Cyberwarfare / Nation-State Attacks , Fraud Management & Cybercrime , Geo Focus: Asia
Australia Flags Persistent Chinese Cyberespionage Hacking
Nation-State Group APT40 Routinely Exploits Publicly Known Software FlawsThe Australian cybersecurity agency is blaming a Chinese state-backed cyberespionage group, tracked as APT40, for persistent cyberattacks on Australian organizations to steal sensitive information. The group exploits known software vulnerabilities to compromise networks.
See Also: Bank on Seeing More Targeted Attacks on Financial Services
For years, APT40 has conducted cyberespionage campaigns against government and private organizations in multiple countries, according to a joint advisory Tuesday from the Australian Cyber Security Center, the cybersecurity arm of the country's federal intelligence agency, the Australian Signals Directorate, and international agencies in New Zealand, Japan, South Korea, the United States, the United Kingdom, Canada and Germany.
The advisory says the threat group, which is believed to be based in the city of Haikou in China's Hunan province, predominantly hunts for vulnerable, end-of-life and unsupported devices to gain access to targeted networks. The group conducts detailed reconnaissance against networks of interest, identifies vulnerable devices and builds exploits to achieve infiltration and persistence.
The group, which reports to China's Ministry of State Security and receives tasks from the ministry's Hainan State Security Department, recently switched tactics from using compromised websites as command-and-control hosts to using compromised small office and home office systems - many of which are unpatched or have reached end of life - to blend in with legitimate traffic.

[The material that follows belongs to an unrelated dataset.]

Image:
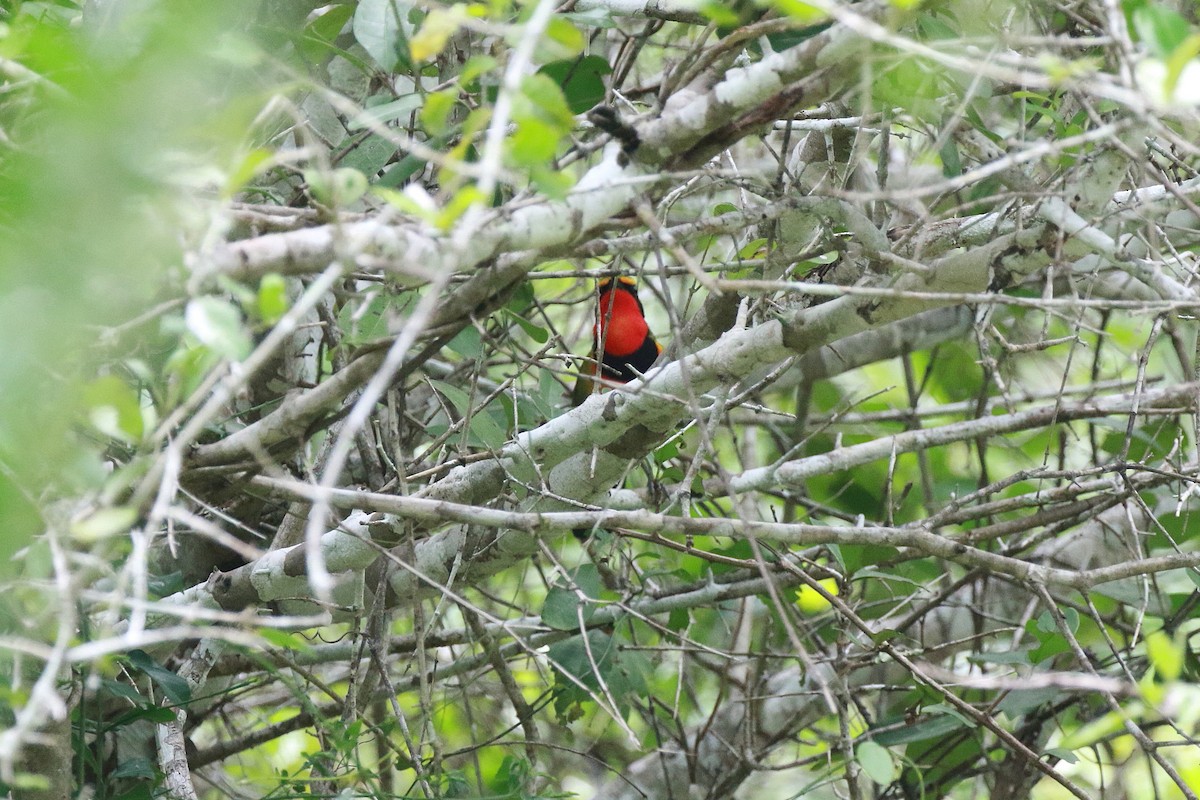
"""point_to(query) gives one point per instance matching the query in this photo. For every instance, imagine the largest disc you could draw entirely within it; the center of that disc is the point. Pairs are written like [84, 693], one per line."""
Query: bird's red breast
[622, 344]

The cybersecurity agency said the espionage group's success relies on compromising web applications and software before the victim organization can patch them, hence organizations should ensure that security patches or mitigations are applied to internet-facing infrastructure within 48 hours.
The agency advised security leaders to enable multifactor authentication to web and cloud-based email, remote desktop services, virtual private networks and collaboration platforms; replace end-of-life equipment; disable unused or unnecessary network services; enforce least privilege to file shares and servers; and segment their networks to block lateral movement and unauthorized traffic exchange between computers.
ACSC's alert follows reports that several Chinese nation-state espionage actors intensified attacks on Asian government and private-sector organizations to collect information that may support China's regional and geopolitical strategies.
Cybersecurity company SentinelOne said in June that a Chinese cyberespionage group it tracks as ChamelGang has used ransomware as decoy to steal data from multiple Asian organizations since early 2021 without attracting immediate attention (see: Chinese Espionage Group Using Ransomware in Asian Campaigns).
Recorded Future's threat research arm Insikt Group reported persistent espionage attacks by a Chinese state-sponsored group tracked as RedJuliett on about 75 organizations since 2023. Most of the victims were based in Taiwan (see: Chinese Hackers Caught Spying on Taiwanese Firms).